Since ALL transactions are inherently traceable and technically reversible, the banks could minimize this fraud by being forced to add a delay to all transactions so that they could be forced to block and reverse them if fraud was the cause.

My advice to all my friends an colleagues is that if you get a call from your “bank” tell them you will call them back; dial your Mum or the local Chinese restaurant, if the “bank” answers, put the phone down.
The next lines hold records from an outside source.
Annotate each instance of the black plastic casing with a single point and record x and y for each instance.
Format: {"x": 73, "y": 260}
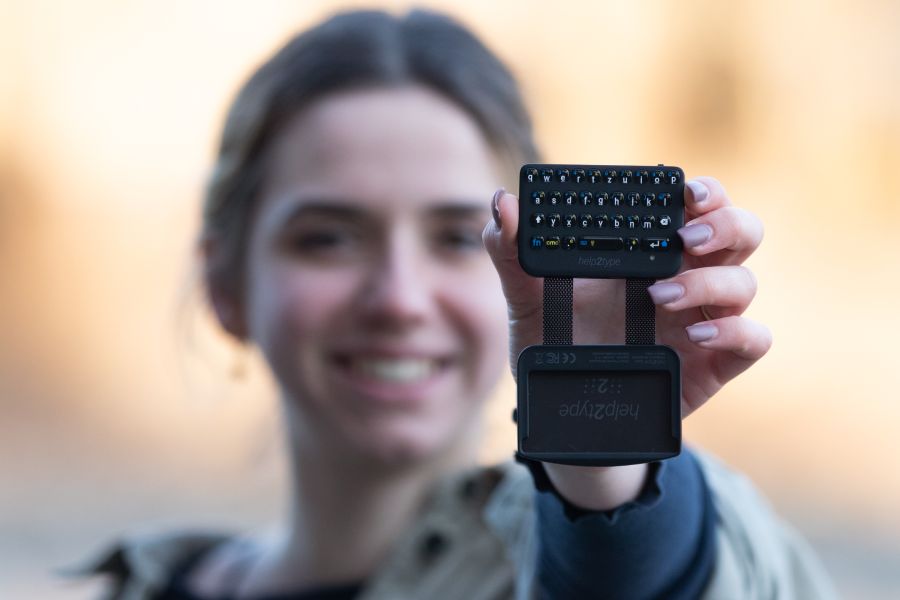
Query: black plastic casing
{"x": 599, "y": 405}
{"x": 600, "y": 264}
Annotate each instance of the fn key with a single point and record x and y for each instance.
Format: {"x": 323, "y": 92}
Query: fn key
{"x": 600, "y": 243}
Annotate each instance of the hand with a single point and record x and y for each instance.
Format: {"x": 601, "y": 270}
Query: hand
{"x": 718, "y": 238}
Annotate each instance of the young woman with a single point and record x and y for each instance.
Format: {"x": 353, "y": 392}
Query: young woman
{"x": 344, "y": 234}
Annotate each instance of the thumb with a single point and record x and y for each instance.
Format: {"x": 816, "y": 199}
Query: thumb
{"x": 524, "y": 293}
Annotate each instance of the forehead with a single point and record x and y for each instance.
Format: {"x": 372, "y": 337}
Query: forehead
{"x": 387, "y": 146}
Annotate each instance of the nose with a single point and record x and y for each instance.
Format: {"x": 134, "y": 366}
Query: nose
{"x": 398, "y": 293}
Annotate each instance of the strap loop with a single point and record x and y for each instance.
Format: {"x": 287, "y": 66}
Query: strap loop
{"x": 640, "y": 312}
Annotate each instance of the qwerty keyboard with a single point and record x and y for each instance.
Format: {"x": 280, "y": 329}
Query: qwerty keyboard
{"x": 600, "y": 221}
Then make a cup of tea, you just saved yourself getting robbed.

sandra brown says:
8 July 2021

When should any bank get a free reign to write it’s own rules at the expense of it’s customers when it comes to refunding one of their customers when they have been scammed ? During the pandemic scamming people on mobile phones/landlines has risen. One call I receivied was from HMRC saying I had owed them money and it was an automated call in an American accent. One week I had a scam call about my broadband service in for a week, the number they were using was changed to different ones and they some of the calls were either from a male caller or female; using the same script professing to be a well known telecoms provider and attempted to wear me down There are many people out in society who have been taken advantage of; banks don’t call, don’t disclose personnel details like account number to a stranger; hang up. When your mobile rings the person who is calling their number comes up on the screen if the number isn’t familiar to you hang up ! Don’t get into a conversation with the caller either the more you converse with them they usually have a script which is polished and sounds professional , usually these scammers work abroad on untraceable numbers.

A system without intermediaries is a system without intermediary risk, and thus has no need for regulation aimed at safeguarding against the types of risk presented by intermediaries. Human creativity in the situation of prohibition is unlimited. This has been proven many times before, most famously during alcohol prohibition times. Regulators can fail to protect consumers.. regulators fail to put bankers in jail, regulators fail to stop fraud & crime on epic proportions. Regulators fail to ensure poisonous gas emissions fall within strict guidelines. Regulators fail to ensure food allergens are consistently labelled to protect life. Regulators fail to protect pensioners life savings from scammers. Regulators fail when certifying certain aircraft as safe. Regulators fail to ensure build quality of new homes & that correct fire retardant materials are used in construction of tower blocks. Regulators fail to ensure blood isn’t infected prior to transfusions. Regulators fail to ensure clients can withdraw their own money if funds go belly up despite previous market appraisals. Regulators fail to monitor travel empires and warn against total collapse. Flaws in exams algorithms leave thousands of students devastated, but regulators press ahead amid longstanding ministerial pressure to prevent grade inflation. Since 2008 we have found out that gold is rigged & markets are rigged & that mortgages were fraudulent & rigged, that entire foreign exchange mechanisms were rigged & so far no one has gone to jail. The fines that regulators have charged are less than the profits made from the fraud & that is simply a licence to continue crime. Regulators are just helping companies, corporations & banks to avoid competition rather than protect consumers from getting ripped off. When press releases are written by or on behalf of the very banks or financial institutions you’re supposed to be regulating, you should be in jail also. A secure world is not created by the absence of crime, it can only be created by the presence of justice.

Ian Mcnulty says:
9 July 2021

I was scammed out of £18000 3 years ago (in 4 separate transactions.) After speaking to the fraud department they suggested I change my account number but I would have to do this in my branch. When I saw the manager 2 days later he agreed to refund the full amount but said “it’s difficult to change an account number so we will leave it for now but if it happens again we will change the account number then” I said “How can it be difficult if I go down to Barclays now they will give me a new account and £100 for changing with no difficulty at all.” I honestly got the feeling he wasn’t bothered at all and I even wondered if he was in on it.